O estado da Flórida abriu um processo contra o TikTok em 15 de junho de 2026, acusando a plataforma de violar a lei estadual ao permitir contas de menores de 14 anos e ao deturpar dados sobre o acesso de crianças a conteúdo violento ou sexual. A ação judicial, conduzida pelo procurador-geral James Uthmeier, busca obrigar a empresa a cumprir as normas e obter indenização por danos causados.
Violações à lei H.B. 3
A medida acusa o TikTok, controlado pela ByteDance, de descumprir a lei H.B. 3, que proíbe o acesso de menores de 14 anos à plataforma e exige consentimento parental para usuários de 16 anos. O estado alega que a empresa priorizou o lucro em vez da proteção infantil, ao permitir registros indevidos e apresentar informações imprecisas sobre o tipo de material consumido por crianças na Flórida.
Objetivos da ação judicial
O processo pede uma ordem judicial para que o TikTok se adeque imediatamente à legislação e compense eventuais danos.

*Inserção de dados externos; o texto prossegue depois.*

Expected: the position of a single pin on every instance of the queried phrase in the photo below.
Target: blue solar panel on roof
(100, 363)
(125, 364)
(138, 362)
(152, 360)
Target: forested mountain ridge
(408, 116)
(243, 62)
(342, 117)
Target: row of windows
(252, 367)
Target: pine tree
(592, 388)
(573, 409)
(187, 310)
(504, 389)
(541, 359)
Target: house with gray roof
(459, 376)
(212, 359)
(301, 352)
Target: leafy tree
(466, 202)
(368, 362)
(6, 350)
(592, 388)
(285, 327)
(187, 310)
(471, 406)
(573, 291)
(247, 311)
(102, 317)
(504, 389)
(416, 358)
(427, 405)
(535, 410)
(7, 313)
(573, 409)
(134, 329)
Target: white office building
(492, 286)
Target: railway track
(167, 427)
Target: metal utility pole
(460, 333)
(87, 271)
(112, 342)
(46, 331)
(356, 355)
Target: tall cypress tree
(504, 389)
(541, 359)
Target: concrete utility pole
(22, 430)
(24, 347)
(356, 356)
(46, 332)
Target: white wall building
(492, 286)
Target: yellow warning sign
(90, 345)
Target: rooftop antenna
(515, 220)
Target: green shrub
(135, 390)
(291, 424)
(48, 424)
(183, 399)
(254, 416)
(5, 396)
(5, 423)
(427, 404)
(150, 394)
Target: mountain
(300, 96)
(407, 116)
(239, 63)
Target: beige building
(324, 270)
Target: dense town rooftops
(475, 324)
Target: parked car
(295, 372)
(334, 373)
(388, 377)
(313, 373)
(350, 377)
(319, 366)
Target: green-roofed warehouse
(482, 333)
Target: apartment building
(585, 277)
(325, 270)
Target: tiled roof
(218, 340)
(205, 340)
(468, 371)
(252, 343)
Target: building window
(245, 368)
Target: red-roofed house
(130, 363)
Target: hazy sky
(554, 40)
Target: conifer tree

Com tolerância zero para empresas que priorizam o lucro em detrimento da segurança das crianças, o procurador-geral reforça o compromisso do estado em resguardar os menores. A iniciativa visa fortalecer a aplicação da norma e servir de precedente para outras plataformas digitais.
Próximos passos no caso
Especialistas indicam que o desfecho pode influenciar regulamentações semelhantes em outros estados americanos. O foco permanece na segurança infantil, com o estado da Flórida determinado a garantir que as regras de idade e consentimento sejam respeitadas de forma rigorosa.